The Oldest Muscles In The Fossil Record

The 560 million year old fossil of Haootia quadriformis
The first animals were little more than strands of jelly anchored to the sea bed, incapable of movement except when the ocean currents swayed them. Known as the Ediacara biota, the first members of this group were immensely primitive, extracting nutrition from the surrounding water by filter feeding. Examples of these early Ediacaran species include Charnia and Fractofusus which lived approximately 600 million years ago.

Yet 560 million years ago the Ediacarans had evolved to such a point that they were unrecognisable in comparison to their primitive ancestors. Their bodies were symmetrical rather than fractal. They possessed differentiated heads, tails and segments, and some even had mandible-like structure used for feeding.

By far the greatest leap forward was the development of organs which allowed them to move. Trails and tracks preserved in sedimentary rocks around the world are the tell tale signs of this mobility revolution. This shows that Ediacarans must have developed muscles and muscle tissues to affect motion. Direct evidence of this has been found by researchers from the University of Cambridge. Uncovered from 560 million year old rocks in Newfoundland, the fossil represents an entirely new species and genus, named Haootia quadriformis. Believed to be a cnidarian, a group of organisms which encompasses corals and jellyfish, it was a simple creature.

'The problem is that although animals are now widely expected to have been present before the Cambrian Explosion, very few of the fossils found in older rocks possess features that can be used to convincingly identify them as animals,' said Dr Alex Liu from Cambridge's Earth Science Department. 'Instead, we study aspects of their ecology, feeding or reproduction, in order to understand what they might have been.' The fossil of Haootia, however, displayed a feature which showed beyond a shadow of a doubt that it was an animal, namely a series of parallel lines running across its body which the Cambridge researchers have interpreted as muscle fibres.

An artist's impression of Haootia quadriformis
The fossil indicates that Haootia lived anchored to the sea bed and so it is unlikely that the fibres were used for the purpose of locomotion.
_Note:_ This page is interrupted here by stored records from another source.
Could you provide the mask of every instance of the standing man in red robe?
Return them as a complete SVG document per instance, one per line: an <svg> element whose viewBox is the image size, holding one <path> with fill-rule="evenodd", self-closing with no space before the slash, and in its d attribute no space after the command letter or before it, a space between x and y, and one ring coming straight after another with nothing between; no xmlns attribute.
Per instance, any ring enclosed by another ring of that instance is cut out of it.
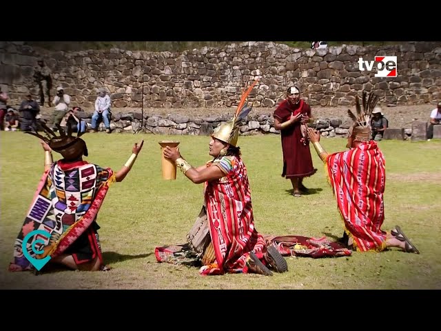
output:
<svg viewBox="0 0 441 331"><path fill-rule="evenodd" d="M287 98L277 107L273 116L274 128L280 131L283 170L282 177L290 179L293 195L301 197L307 192L303 179L316 173L312 166L307 125L314 119L311 107L300 97L300 90L295 86L288 88Z"/></svg>

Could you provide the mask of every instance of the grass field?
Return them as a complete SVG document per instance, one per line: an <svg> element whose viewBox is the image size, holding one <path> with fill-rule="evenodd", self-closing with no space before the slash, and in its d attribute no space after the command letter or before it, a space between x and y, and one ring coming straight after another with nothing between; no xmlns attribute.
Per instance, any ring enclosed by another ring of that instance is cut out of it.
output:
<svg viewBox="0 0 441 331"><path fill-rule="evenodd" d="M383 141L386 158L383 230L400 225L421 252L392 249L353 252L349 257L287 258L289 270L273 277L227 274L201 277L198 268L157 263L155 247L183 243L203 203L203 185L178 172L161 174L161 140L179 140L192 165L209 159L209 138L195 136L85 134L87 161L118 170L136 141L145 140L132 172L115 183L100 210L98 223L108 272L58 271L35 276L8 272L14 241L43 172L37 139L0 132L1 177L0 288L2 289L440 289L441 259L441 141ZM322 139L329 152L345 150L346 139ZM280 137L242 137L239 144L251 182L258 231L275 235L341 237L342 223L322 163L311 148L318 172L305 181L311 194L290 194L282 178ZM59 154L54 153L55 159Z"/></svg>

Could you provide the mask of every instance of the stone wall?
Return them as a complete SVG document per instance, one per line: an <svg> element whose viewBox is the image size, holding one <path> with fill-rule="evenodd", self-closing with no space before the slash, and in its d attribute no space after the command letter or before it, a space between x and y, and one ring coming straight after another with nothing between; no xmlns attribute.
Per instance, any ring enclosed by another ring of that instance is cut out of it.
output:
<svg viewBox="0 0 441 331"><path fill-rule="evenodd" d="M79 112L77 115L86 123L87 130L91 130L92 112ZM50 119L50 114L44 114L41 120L47 123ZM110 128L115 133L137 133L143 132L154 134L171 135L209 135L218 126L231 119L228 114L222 116L211 116L207 117L190 117L178 114L169 114L162 115L144 115L137 112L112 114L110 120ZM274 126L274 119L271 113L251 114L242 122L239 129L240 136L276 134L279 134L279 130ZM342 121L340 118L317 119L309 125L320 132L322 137L329 138L348 137L349 126L352 122L347 119ZM426 132L427 132L426 123ZM412 128L393 129L401 130L401 136L395 134L389 138L393 139L407 139L413 137ZM101 121L98 126L99 131L105 131L105 127ZM418 132L417 132L418 134ZM418 135L418 134L417 134ZM421 134L420 134L421 135ZM436 136L438 137L438 136Z"/></svg>
<svg viewBox="0 0 441 331"><path fill-rule="evenodd" d="M398 57L398 77L360 71L358 59ZM247 42L182 53L119 49L74 52L37 50L23 42L0 42L0 84L12 103L26 88L37 96L34 66L43 57L52 70L54 95L62 86L72 106L92 110L105 86L116 108L234 107L247 81L261 80L249 97L254 107L273 107L294 83L311 106L352 106L362 89L390 105L431 103L440 97L441 43L383 47L343 46L303 50L272 42ZM177 111L176 112L178 112Z"/></svg>

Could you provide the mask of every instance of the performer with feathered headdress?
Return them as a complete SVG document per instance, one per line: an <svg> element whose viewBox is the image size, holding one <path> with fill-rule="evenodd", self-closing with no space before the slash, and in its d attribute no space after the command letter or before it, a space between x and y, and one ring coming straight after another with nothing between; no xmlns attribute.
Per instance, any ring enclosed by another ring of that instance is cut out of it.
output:
<svg viewBox="0 0 441 331"><path fill-rule="evenodd" d="M30 258L45 259L74 270L108 270L103 263L96 216L110 185L125 178L143 141L134 144L132 156L115 173L110 168L83 160L88 156L86 143L80 138L83 132L75 137L71 126L67 134L61 126L57 126L59 136L44 123L45 136L25 132L41 139L45 171L15 241L9 270L34 270ZM63 159L54 162L52 150Z"/></svg>
<svg viewBox="0 0 441 331"><path fill-rule="evenodd" d="M371 135L371 117L378 99L373 93L368 97L363 91L362 107L356 96L356 114L348 110L354 122L346 146L349 150L329 154L320 145L318 132L309 128L308 134L326 165L348 245L360 252L380 252L397 247L404 252L419 253L399 226L390 232L381 230L384 221L385 161Z"/></svg>
<svg viewBox="0 0 441 331"><path fill-rule="evenodd" d="M269 268L287 270L283 257L274 246L267 248L256 229L247 168L238 146L239 127L252 110L246 106L246 99L256 83L255 80L246 90L233 118L214 130L209 143L212 161L194 168L178 149L164 150L165 157L176 162L187 178L204 183L204 206L187 235L189 248L202 264L202 274L271 275ZM155 254L158 261L172 263L179 263L178 257L185 255L170 246L156 248Z"/></svg>

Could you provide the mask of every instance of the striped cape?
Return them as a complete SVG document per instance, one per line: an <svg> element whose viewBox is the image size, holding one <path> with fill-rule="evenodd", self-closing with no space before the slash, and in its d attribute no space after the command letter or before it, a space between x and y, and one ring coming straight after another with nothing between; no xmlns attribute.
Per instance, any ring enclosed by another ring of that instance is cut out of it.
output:
<svg viewBox="0 0 441 331"><path fill-rule="evenodd" d="M326 165L346 232L357 250L383 250L385 161L376 141L329 154Z"/></svg>
<svg viewBox="0 0 441 331"><path fill-rule="evenodd" d="M249 252L261 259L266 250L263 237L254 227L247 168L240 157L224 157L220 163L231 163L228 174L205 183L207 217L217 263L202 267L202 274L247 272Z"/></svg>

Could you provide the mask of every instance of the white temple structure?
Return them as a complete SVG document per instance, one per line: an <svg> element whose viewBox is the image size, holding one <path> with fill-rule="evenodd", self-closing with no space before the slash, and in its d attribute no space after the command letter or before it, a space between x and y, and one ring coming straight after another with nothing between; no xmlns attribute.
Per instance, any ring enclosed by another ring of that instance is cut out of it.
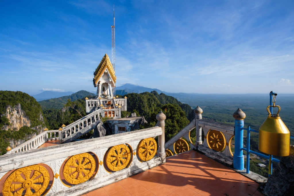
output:
<svg viewBox="0 0 294 196"><path fill-rule="evenodd" d="M96 68L94 75L93 82L94 86L97 87L97 96L98 97L112 98L116 77L106 54Z"/></svg>

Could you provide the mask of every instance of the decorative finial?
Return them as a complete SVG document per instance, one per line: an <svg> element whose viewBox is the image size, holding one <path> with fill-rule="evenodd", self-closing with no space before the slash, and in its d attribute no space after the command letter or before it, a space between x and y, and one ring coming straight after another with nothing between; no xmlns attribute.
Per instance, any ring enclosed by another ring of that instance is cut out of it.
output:
<svg viewBox="0 0 294 196"><path fill-rule="evenodd" d="M233 114L233 117L236 120L244 120L246 117L246 115L239 108Z"/></svg>
<svg viewBox="0 0 294 196"><path fill-rule="evenodd" d="M164 120L166 118L166 116L161 110L156 115L156 119L158 121Z"/></svg>
<svg viewBox="0 0 294 196"><path fill-rule="evenodd" d="M202 114L203 112L203 110L202 110L201 108L198 105L197 106L196 108L194 110L194 113L196 114Z"/></svg>
<svg viewBox="0 0 294 196"><path fill-rule="evenodd" d="M8 146L7 146L7 148L6 148L6 151L10 151L11 150L11 147Z"/></svg>

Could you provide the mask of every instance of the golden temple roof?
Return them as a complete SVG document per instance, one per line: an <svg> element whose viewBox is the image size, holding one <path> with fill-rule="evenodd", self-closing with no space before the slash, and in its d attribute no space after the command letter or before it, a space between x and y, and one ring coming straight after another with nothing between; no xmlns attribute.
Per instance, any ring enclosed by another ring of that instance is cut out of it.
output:
<svg viewBox="0 0 294 196"><path fill-rule="evenodd" d="M102 58L101 61L98 66L95 72L94 73L94 78L93 79L93 82L94 83L94 85L95 87L96 87L96 84L99 78L102 76L102 74L104 73L104 71L106 68L107 68L107 70L109 72L109 75L111 77L111 79L113 80L113 82L115 83L116 80L116 77L115 76L115 73L114 70L112 67L112 65L111 64L110 60L109 57L107 54L105 54L104 56Z"/></svg>

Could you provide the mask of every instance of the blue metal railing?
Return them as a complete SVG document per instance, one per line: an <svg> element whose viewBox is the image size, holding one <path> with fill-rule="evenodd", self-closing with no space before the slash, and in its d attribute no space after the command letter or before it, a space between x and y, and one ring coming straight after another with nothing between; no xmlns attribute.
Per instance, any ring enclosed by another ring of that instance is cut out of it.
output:
<svg viewBox="0 0 294 196"><path fill-rule="evenodd" d="M265 155L261 154L261 153L258 153L257 152L255 152L255 151L250 150L250 131L258 133L259 133L258 130L253 129L250 129L250 126L248 126L247 127L247 128L243 127L243 130L245 130L247 131L247 137L246 137L246 148L241 148L241 150L246 150L246 173L248 174L249 173L249 153L251 153L251 154L255 154L258 156L259 156L263 158L264 158L267 159L269 161L269 164L270 165L270 169L269 169L269 172L270 171L270 173L271 174L272 172L273 171L273 163L271 161L271 160L277 163L279 163L280 162L280 160L278 159L273 158L272 155L269 155L268 156ZM290 139L291 140L294 140L294 137L290 137ZM269 175L270 175L269 174Z"/></svg>
<svg viewBox="0 0 294 196"><path fill-rule="evenodd" d="M277 94L273 93L272 91L270 93L270 105L272 106L273 103L274 106L274 103L275 102L275 96ZM272 107L270 107L270 115L273 114ZM240 110L240 108L238 110ZM237 110L236 112L238 111ZM242 110L240 110L240 111ZM238 113L238 112L237 113ZM247 128L243 127L244 124L244 120L242 119L238 119L235 118L235 152L234 154L233 157L233 165L234 168L238 170L243 170L244 169L244 157L243 155L243 150L245 150L247 153L246 156L246 173L249 173L249 163L250 153L254 154L261 157L263 158L268 159L269 160L268 176L269 177L271 175L273 170L273 161L277 163L279 163L280 160L273 158L273 155L268 155L258 153L257 152L251 150L250 150L250 132L254 132L258 133L259 131L253 129L250 129L250 126L248 126ZM247 131L247 145L246 148L243 147L243 130ZM290 139L294 140L294 137L290 137Z"/></svg>

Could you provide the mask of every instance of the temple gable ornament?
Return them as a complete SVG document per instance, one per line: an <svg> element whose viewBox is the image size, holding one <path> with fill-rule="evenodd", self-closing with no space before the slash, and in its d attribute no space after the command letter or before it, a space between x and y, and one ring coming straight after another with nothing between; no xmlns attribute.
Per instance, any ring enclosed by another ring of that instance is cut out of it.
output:
<svg viewBox="0 0 294 196"><path fill-rule="evenodd" d="M97 87L97 96L111 97L113 96L116 77L112 65L105 54L94 73L93 83Z"/></svg>

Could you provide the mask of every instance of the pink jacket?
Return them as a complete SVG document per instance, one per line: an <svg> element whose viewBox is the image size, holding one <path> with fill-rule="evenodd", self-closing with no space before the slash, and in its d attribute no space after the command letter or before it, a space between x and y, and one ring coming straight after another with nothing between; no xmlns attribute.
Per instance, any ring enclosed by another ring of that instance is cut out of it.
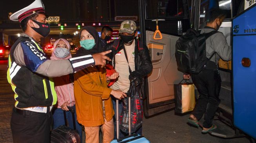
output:
<svg viewBox="0 0 256 143"><path fill-rule="evenodd" d="M54 54L54 51L56 45L58 41L63 40L68 46L69 49L70 48L70 45L67 41L64 39L59 39L56 41L53 45L53 51L52 53L51 59L52 60L67 59L71 57L71 54L66 57L60 59L56 57ZM61 106L63 104L67 102L68 106L73 106L75 105L74 96L74 85L69 80L69 75L64 75L60 77L53 78L55 91L57 93L58 98L57 107L61 108Z"/></svg>

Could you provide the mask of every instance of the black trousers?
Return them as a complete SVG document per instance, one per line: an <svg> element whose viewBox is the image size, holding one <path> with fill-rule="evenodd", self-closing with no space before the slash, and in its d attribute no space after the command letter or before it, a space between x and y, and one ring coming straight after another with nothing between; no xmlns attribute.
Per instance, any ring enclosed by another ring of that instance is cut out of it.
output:
<svg viewBox="0 0 256 143"><path fill-rule="evenodd" d="M214 66L216 67L216 66ZM205 69L198 74L193 74L192 79L200 96L192 114L199 120L205 114L203 126L209 128L218 109L221 79L218 70Z"/></svg>
<svg viewBox="0 0 256 143"><path fill-rule="evenodd" d="M17 112L15 108L11 120L13 143L50 143L52 120L51 112L26 111L22 113Z"/></svg>

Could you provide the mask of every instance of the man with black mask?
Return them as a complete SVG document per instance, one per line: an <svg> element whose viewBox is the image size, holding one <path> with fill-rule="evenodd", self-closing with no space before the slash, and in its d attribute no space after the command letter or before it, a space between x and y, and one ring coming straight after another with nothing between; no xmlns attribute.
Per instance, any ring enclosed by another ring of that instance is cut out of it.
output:
<svg viewBox="0 0 256 143"><path fill-rule="evenodd" d="M140 89L139 94L142 96L144 80L152 72L153 66L147 46L136 38L138 34L136 28L136 24L133 21L126 20L122 22L119 30L121 39L115 39L107 45L105 48L105 50L112 50L112 52L107 55L113 59L112 65L116 72L119 73L118 79L110 88L126 93L129 90L131 82L134 81L136 88ZM127 54L126 56L125 52ZM116 114L116 99L113 98L112 100ZM121 101L119 102L119 114L120 114L123 106ZM114 124L116 127L116 122ZM115 127L115 134L116 132L116 130ZM138 129L136 132L141 135L142 127ZM126 135L122 132L120 135L120 138ZM114 137L116 137L116 135Z"/></svg>
<svg viewBox="0 0 256 143"><path fill-rule="evenodd" d="M107 42L111 40L112 32L113 29L108 26L104 26L102 29L100 41L102 47L106 46Z"/></svg>
<svg viewBox="0 0 256 143"><path fill-rule="evenodd" d="M201 33L218 30L225 14L218 9L211 10L206 15L207 24ZM185 79L191 75L200 94L196 107L188 119L188 122L199 127L198 122L204 114L204 122L202 132L205 133L216 128L212 123L220 100L219 98L221 79L218 68L218 61L221 57L225 61L231 58L231 48L229 46L223 34L218 32L211 36L206 41L206 56L212 57L205 68L198 74L184 74Z"/></svg>
<svg viewBox="0 0 256 143"><path fill-rule="evenodd" d="M25 2L25 1L24 2ZM75 73L94 65L102 66L111 51L69 59L50 60L38 43L50 32L41 0L36 0L10 16L24 32L12 46L7 79L15 100L11 121L13 143L50 143L53 106L57 96L52 77Z"/></svg>

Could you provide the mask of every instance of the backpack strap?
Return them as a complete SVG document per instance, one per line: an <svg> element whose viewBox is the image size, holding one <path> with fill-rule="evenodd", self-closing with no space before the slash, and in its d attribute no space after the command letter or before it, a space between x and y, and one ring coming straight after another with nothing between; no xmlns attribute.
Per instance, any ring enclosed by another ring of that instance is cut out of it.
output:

Instead it may have used them to contract its net-like body to wash nutrient-rich water onto its feeding apparatus in a fashion similar to modern jellyfish, or even as a defensive mechanism to reduce its size.

'The evolution of muscular animals, in possession of muscle tissues that enabled them to precisely control their movements, paved the way for the exploration of a vast range of feeding strategies, environments, and ecological niches, allowing animals to become the dominant force in global ecosystems,' said Liu.

Molecular evidence suggests that animals first evolved around 700 million years ago during an ice age referred to as the Snowball Earth Glaciation. Further studies suggest that the protein actin, which forms an integral part of muscle tissue in animals evolved around 600 million years ago. Therefore it is possible that muscles could be older still, although this fossil provides a benchmark which sits reasonably closer to this figure.

Haootia is a prime example of how the Ediacara biota laid the biological foundations for the Cambrian Explosion, but what is equally remarkable is the degree of preservation this fossil displays. Most Ediacarans are preserved in coarse grained sediments which reduces the detail of the fossils. As a result their biology is mysterious. What Haootia shows is that examples of detailed soft body preservation do exist from the Precambrian. Continued efforts should unearth fossils with enough preservation to unlock the position of the Ediacara biota in the tree of life, an endeavour which has so far eluded palaeontologists since their discovery over 70 years ago.